Trade transactions data is pulled from Enterprise Oracle database into IIP using Sqoop and loaded into HDFS. Necessary processing logic and business rules were applied on the data to eliminate improper trades. Data deduplication, data validation, data enrichment and data derivation operations were also applied on the data to complete the data processing and analysis.
Report was generated and the data from the regulatory report was pushed back to Oracle. Various analytics reports can be displayed by Tableau.
PoC was generated with data volume of 596 million trade transactions on a 100-node cluster in AWS stack. Message insertion rate into IIP was achieved at 130,000 records/ second or 18.22 MB/ second. Report execution was done in 35 seconds for 30,000 trade records and corresponding 120,000 trade line items including end-to-end processing.
Bank currently needs 10 minutes on an average to report a trade. In 15% of the instances the 15-minute window has been overshot, which attracts a penalty. With IIP, the end-to-end processing and reporting just takes 35 seconds, avoiding the non-compliance and related penalties to the bank. IIP's solution is elastic and scalable supporting future increase in trade volumes with minimal cost increase to the bank.
For the PoC, 100 GB of data was generated which comprised 12 months of data for 530 million credit card accounts. 10 node cluster in AWS stack with 16 vCPU and 30 GB memory per node was used to process the data.
It took 11 minutes to process end–to-end data on IIP based on Hadoop and Apache Spark.
The processed output data was graphically depicted by different charts based in Tableau; with needful integration of in memory schema RDDs in IIP/ Apache Spark with Tableau.
The data was ingested to Oracle and the visualization was done using Tableau.
Analytics like standard deviation of outstanding balance, trend analysis of various balances, credit utilization ratio etc. was performed on a huge amount of retail data relatively much faster and in a cost effective manner, based on in-memory processing paradigm of IIP.
The ability to store historical data of 100 TB in Hadoop and move 20 TB of data in Spark for query and analysis gives the right mix of technology in this case.
The ability of Tableau to read data directly from Spark enables users to visualize data quickly without having another semantic or data storage layer.
The data set included master data and mapping info along with monthly sales inventory and costs. Lookups and aggregation of data was done during data load.
The ingestion and report processing and generation was done on a 2 core, 16 GB RAM, 2 node on premise cluster.

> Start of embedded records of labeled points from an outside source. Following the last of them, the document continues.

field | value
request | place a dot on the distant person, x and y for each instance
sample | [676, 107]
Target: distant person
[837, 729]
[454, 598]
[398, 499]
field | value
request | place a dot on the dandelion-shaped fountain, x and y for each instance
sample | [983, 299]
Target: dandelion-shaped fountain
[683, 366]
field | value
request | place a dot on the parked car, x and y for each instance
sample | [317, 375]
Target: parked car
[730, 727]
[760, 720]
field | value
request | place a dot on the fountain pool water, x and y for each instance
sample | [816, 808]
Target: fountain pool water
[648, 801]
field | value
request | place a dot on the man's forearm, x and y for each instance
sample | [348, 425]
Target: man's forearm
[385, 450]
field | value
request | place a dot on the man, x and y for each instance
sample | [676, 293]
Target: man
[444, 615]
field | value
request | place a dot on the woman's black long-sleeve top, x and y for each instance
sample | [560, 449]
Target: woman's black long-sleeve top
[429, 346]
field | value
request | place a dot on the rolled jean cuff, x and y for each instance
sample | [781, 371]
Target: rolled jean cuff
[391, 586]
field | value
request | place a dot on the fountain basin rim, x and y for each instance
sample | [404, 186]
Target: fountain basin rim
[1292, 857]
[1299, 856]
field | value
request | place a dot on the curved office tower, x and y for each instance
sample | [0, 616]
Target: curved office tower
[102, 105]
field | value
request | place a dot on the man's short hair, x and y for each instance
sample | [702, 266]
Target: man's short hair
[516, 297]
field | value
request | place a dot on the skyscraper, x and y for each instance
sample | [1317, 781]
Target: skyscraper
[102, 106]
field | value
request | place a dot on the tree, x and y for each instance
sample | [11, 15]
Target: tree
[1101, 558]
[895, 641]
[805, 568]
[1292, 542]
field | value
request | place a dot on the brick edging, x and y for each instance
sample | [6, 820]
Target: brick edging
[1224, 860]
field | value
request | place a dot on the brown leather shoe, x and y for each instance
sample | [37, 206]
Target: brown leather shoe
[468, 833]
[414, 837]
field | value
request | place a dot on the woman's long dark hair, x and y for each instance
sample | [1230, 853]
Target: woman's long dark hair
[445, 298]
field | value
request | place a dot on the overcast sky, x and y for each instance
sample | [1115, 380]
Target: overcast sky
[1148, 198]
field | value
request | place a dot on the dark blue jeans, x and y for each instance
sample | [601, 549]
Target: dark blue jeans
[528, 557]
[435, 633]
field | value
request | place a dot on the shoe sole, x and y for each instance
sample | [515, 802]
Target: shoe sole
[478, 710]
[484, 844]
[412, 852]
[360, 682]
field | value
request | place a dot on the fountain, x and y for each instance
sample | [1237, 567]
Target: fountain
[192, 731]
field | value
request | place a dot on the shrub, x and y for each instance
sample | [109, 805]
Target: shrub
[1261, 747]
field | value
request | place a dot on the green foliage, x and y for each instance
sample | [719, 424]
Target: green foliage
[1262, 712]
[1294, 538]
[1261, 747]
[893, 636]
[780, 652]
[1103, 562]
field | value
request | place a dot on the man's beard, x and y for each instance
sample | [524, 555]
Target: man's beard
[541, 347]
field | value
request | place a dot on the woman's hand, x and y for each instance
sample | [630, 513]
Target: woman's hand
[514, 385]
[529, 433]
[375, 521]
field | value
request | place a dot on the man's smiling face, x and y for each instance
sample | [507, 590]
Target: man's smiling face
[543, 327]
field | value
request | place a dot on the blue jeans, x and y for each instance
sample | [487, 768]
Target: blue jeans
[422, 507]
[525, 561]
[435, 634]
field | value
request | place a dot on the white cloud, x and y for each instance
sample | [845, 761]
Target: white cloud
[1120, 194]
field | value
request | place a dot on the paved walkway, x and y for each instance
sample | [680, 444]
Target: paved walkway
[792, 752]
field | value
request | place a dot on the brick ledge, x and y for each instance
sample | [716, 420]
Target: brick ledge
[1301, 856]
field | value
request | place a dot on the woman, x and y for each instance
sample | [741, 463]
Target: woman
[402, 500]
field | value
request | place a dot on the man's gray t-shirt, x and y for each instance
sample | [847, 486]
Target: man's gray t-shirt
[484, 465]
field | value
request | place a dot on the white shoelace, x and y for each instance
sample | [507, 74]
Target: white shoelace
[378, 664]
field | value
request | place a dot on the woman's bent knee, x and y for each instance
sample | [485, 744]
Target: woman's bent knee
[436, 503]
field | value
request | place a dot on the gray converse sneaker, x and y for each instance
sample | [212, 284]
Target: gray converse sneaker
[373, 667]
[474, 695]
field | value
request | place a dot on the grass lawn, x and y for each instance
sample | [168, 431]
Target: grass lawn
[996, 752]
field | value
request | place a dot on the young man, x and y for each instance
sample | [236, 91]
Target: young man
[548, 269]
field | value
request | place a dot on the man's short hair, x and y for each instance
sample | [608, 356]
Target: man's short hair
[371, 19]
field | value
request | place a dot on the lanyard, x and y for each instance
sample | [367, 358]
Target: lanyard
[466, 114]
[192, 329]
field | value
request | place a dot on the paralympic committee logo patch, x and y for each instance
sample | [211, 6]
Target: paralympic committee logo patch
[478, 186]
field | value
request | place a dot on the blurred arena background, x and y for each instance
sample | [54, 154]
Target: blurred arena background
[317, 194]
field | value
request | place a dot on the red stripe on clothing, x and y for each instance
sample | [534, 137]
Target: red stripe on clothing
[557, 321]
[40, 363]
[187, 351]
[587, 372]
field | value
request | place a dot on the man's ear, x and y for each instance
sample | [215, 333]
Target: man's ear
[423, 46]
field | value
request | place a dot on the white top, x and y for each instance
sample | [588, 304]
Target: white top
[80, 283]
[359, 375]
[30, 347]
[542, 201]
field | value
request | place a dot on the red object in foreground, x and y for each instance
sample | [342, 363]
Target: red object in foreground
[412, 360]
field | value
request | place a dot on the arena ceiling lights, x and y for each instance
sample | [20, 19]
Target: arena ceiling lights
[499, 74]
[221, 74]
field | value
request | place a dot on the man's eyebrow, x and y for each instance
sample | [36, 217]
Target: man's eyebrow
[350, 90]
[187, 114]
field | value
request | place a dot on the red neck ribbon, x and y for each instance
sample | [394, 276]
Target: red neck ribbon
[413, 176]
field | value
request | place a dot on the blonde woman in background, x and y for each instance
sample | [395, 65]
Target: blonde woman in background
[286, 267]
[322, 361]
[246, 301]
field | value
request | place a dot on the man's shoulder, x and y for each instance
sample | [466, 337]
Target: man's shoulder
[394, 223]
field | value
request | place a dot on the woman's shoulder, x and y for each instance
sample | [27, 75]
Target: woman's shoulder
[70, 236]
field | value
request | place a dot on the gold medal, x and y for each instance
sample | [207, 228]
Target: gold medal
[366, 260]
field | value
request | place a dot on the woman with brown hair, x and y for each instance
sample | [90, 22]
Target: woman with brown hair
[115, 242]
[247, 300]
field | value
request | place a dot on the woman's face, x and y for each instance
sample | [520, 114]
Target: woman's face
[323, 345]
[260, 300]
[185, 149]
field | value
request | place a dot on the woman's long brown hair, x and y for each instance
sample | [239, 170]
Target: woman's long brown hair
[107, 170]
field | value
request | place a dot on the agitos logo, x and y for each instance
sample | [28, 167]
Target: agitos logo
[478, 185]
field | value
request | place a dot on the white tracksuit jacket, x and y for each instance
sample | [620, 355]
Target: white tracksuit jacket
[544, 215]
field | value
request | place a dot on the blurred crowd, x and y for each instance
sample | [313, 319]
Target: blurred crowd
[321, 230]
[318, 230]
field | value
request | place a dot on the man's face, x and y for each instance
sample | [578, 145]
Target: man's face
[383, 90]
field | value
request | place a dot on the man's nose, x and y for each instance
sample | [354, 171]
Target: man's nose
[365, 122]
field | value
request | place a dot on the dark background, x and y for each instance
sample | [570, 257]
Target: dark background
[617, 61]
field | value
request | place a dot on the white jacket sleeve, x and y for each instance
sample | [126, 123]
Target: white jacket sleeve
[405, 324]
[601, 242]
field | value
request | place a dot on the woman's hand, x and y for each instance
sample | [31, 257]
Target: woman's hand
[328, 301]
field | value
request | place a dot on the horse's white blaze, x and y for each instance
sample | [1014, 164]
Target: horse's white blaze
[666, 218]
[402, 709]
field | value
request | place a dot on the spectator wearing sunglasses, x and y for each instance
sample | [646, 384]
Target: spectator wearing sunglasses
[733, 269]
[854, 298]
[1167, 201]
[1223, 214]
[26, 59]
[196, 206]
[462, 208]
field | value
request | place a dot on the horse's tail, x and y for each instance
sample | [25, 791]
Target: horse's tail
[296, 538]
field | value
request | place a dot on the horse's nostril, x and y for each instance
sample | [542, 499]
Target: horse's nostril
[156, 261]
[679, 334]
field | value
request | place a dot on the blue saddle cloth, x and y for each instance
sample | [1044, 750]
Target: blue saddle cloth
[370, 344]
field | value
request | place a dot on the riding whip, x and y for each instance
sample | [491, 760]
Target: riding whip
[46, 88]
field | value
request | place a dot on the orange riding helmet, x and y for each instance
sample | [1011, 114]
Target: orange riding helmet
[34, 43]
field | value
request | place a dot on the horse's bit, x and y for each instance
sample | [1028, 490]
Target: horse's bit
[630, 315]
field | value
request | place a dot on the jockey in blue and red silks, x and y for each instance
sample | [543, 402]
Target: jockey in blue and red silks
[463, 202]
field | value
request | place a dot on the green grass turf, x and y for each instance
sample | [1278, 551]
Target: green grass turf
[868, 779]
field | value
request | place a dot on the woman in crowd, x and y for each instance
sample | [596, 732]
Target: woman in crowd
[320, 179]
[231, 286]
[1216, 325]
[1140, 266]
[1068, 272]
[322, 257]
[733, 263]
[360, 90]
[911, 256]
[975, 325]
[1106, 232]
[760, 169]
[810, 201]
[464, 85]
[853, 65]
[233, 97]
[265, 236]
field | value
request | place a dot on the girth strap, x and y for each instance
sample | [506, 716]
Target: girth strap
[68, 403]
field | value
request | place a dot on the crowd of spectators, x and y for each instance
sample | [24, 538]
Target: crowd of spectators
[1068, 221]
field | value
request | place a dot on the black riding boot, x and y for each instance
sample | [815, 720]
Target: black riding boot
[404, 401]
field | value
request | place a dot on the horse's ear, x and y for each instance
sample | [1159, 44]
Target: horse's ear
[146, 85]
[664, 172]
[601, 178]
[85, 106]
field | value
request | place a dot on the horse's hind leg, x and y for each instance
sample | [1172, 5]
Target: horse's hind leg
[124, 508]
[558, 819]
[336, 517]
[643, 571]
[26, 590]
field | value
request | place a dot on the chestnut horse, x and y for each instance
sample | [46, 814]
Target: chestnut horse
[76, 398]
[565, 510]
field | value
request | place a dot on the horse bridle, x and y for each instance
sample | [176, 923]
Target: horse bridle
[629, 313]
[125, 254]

Data volume of 19 million records was ingested into IIP in 6 minutes.
Reports for sales performance, variance between actuals and budgets, sales distribution, cost and sales comparison by category/period/geography/region was generated after the data load. Graphical features, geo maps and drill down functionalities were available in the reports. Report generation took less than 20 seconds for 19 million records.
Reports were visualized in Tableau with real-time analytics on the data.
Large month-end data feeds processed in near real-time and data loading and reporting was handled by IIP. Data load performance improved by 600 times vis-a-vis the current system using IIP. Reports were generated 60 times faster than the current system with millions of records in the backend.
Overall solution offered has substantially improved client's price performance ratio.